There are still issues of low coverage of prevention services, among young people, low ART coverage among children and low coverage among key population groups.

The report further reveals that there are some gaps in certain age categories and also by gender.

In Uganda, adolescent girls and young women (aged 15 to 24 years) accounted for 27% of HIV infections in 2019, more than double their 10% share of the population.

Women and girls of all ages accounted for 57% of new HIV infections in Uganda in 2019.

Musinguzi also regrets that men's involvement in the HIV fight is still wanting, saying in the entire 90, 90, 90 targets they did very well with women compared to men.
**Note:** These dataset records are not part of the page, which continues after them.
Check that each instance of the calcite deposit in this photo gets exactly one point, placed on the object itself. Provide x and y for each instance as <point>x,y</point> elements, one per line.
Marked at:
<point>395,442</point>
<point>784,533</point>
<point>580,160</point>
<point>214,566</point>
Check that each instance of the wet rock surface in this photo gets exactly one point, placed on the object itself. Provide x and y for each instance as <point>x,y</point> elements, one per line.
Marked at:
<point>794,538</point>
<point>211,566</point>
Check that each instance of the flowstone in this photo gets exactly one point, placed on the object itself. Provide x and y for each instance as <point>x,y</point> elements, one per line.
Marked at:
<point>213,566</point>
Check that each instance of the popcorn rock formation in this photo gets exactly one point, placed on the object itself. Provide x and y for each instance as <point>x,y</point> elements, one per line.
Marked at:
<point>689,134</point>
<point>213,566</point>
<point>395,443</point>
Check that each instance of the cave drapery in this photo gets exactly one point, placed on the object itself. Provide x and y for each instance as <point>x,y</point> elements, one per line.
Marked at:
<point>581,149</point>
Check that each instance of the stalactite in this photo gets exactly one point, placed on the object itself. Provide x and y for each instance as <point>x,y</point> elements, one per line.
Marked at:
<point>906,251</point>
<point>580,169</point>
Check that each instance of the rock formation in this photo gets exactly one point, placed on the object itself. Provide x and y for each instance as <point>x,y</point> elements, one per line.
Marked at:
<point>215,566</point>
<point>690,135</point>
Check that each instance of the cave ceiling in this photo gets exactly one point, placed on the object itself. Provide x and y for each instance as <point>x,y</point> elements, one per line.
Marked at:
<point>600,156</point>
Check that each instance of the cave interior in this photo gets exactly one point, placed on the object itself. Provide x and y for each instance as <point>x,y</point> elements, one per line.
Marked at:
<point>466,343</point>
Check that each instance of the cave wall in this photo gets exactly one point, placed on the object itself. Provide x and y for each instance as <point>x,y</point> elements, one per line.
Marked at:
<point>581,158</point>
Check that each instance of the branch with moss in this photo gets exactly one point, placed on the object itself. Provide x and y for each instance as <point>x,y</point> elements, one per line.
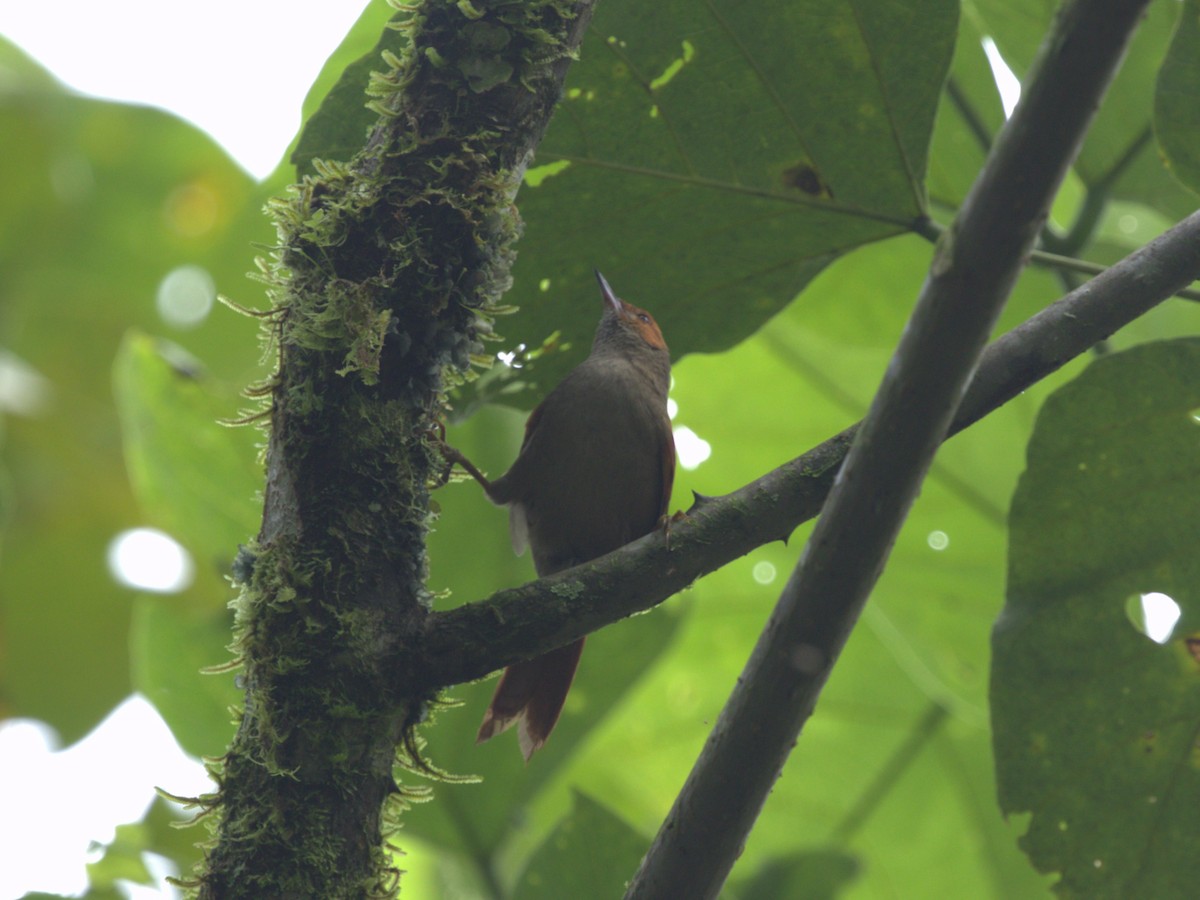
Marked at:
<point>383,281</point>
<point>972,273</point>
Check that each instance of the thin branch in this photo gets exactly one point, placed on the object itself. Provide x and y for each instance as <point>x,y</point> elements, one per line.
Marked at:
<point>1086,268</point>
<point>477,639</point>
<point>971,276</point>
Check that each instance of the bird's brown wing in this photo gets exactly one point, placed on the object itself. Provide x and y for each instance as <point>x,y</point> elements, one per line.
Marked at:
<point>669,460</point>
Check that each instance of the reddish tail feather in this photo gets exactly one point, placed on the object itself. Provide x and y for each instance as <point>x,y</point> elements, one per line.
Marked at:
<point>531,695</point>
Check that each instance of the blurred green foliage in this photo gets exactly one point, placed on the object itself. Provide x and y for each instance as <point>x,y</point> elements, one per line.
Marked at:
<point>694,135</point>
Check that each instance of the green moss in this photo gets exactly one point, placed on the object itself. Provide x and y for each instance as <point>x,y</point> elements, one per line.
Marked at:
<point>384,283</point>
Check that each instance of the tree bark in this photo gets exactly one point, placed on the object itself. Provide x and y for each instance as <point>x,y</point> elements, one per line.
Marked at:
<point>382,282</point>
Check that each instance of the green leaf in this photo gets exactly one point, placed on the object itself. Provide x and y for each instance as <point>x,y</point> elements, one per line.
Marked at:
<point>337,127</point>
<point>1176,112</point>
<point>102,201</point>
<point>814,875</point>
<point>1119,135</point>
<point>712,232</point>
<point>193,477</point>
<point>1095,724</point>
<point>171,642</point>
<point>715,228</point>
<point>592,852</point>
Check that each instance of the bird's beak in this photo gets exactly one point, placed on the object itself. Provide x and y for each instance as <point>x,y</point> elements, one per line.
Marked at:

The men have been lagging behind in all interventions, not only in HIV/AIDS but also in other health programs.

Expert comments

The UNAIDS county director, Dr. Karusa Karagu-Gikonyo, says Uganda has been a leader in the HIV fight and continues to lead, therefore it is little wonder that Uganda has achieved the 90-90-90 strategy this year.

"Uganda is on the real move, and i am convinced ending AIDS as a public health threat by 2030 is possible, going by the current achievements. Many people, including the young ones, are at the helm of correlating HIV response in this country," Kiragu-Gikonyo says.

Nicholas Niwagaba, the executive Director of Uganda Network of Young people living with HIV/AIDS.

We thank the government's commitment for accrediting more clinical centres and to providing resources to train their staff and private clinics, civil society organizations, networks of People living with HIV and the grass root peers who are doing the mobilization role.

There are so many benefits of ensuring access to quality HIV treatment including reduction of HIV related illness and AIDS related deaths and a perfect strategy for preventing new infection.

However, the challenges that remain include the young people aged 15-19 who find it hard to stay on treatment, human rights violations and increase of stigma and discrimination.